Life-threatening complication such as NEWS, pulmonary oedema and hyperkalaemia refer.
Examine heart rate, BP, JVP, capillary refill and palpate the bladder.
Monitor fluid balance, K+, BLOs, lactate, daily creatinine.
Ix urine dipstick, USS, LFTs, platelets, ix for intrinsic renal disease.
Supportive treatment of AKI.
Treat sepsis
Stop nephrotoxic medication
Stop drugs that may cause complications such as K+ sparing diuretics, metformin and anti-hypertensives.
Check drug dosages
Consider gastroprotection
Avoid radiological contrast.
When to refer to renal team?
AKI not responding to treatment
AKI with complications such as hyperkalaemia, acidosis, fluid overload or overscoring NEWS.
AKI with difficult fluid balance such as hypoalbuminaemia, heart failure and pregnancy.

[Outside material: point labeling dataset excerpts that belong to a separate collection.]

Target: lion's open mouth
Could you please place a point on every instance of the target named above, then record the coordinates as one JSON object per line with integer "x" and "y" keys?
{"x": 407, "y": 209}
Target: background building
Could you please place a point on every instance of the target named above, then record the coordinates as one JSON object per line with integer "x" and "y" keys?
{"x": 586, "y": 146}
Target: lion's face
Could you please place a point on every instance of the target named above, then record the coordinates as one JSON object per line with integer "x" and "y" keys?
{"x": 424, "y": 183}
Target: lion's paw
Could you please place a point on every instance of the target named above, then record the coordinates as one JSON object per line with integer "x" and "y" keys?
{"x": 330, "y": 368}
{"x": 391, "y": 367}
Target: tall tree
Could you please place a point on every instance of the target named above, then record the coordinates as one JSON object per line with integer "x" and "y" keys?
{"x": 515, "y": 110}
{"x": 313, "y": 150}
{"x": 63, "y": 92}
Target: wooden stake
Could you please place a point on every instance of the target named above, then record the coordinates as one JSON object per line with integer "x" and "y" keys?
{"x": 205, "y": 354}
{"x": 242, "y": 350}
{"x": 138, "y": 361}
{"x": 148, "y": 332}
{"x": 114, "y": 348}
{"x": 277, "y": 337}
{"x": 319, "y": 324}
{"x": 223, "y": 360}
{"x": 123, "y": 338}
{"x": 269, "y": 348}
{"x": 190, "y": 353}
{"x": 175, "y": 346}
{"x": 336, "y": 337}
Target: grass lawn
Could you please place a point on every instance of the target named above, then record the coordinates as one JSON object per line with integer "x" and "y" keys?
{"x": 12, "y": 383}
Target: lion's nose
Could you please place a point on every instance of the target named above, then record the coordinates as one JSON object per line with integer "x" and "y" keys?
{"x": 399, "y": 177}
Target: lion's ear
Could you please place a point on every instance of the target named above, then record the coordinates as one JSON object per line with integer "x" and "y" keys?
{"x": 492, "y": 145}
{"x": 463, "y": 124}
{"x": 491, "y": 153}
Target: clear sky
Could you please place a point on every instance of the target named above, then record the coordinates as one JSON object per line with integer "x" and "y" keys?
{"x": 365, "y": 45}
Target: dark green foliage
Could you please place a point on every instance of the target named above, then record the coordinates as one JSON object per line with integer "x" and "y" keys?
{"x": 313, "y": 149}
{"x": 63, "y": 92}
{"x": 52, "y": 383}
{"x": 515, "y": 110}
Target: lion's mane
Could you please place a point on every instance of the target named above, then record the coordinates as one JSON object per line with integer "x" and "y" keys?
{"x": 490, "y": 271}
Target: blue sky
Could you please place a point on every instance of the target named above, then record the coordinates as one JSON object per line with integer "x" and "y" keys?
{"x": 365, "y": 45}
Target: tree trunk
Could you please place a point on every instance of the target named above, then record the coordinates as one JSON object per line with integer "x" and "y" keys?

AKI due to possible intrinsic renal disease.
AKI with hypertension.
Management of AKI due to hypovolaemia.
Give 500 ml crystalloid over 15 min, e.g. plasmalyte or ringer lactate or Hartmann’s.
Reassess fluid state.
Further boluses of 250-500 ml crystalloid with clinical review after each.
Stop when euvolaemic or seek expert help when 2L has been given.
Why should 0.9% saline not be used in AKI?
Contains chloride and can cause hyperchloraemic acidosis.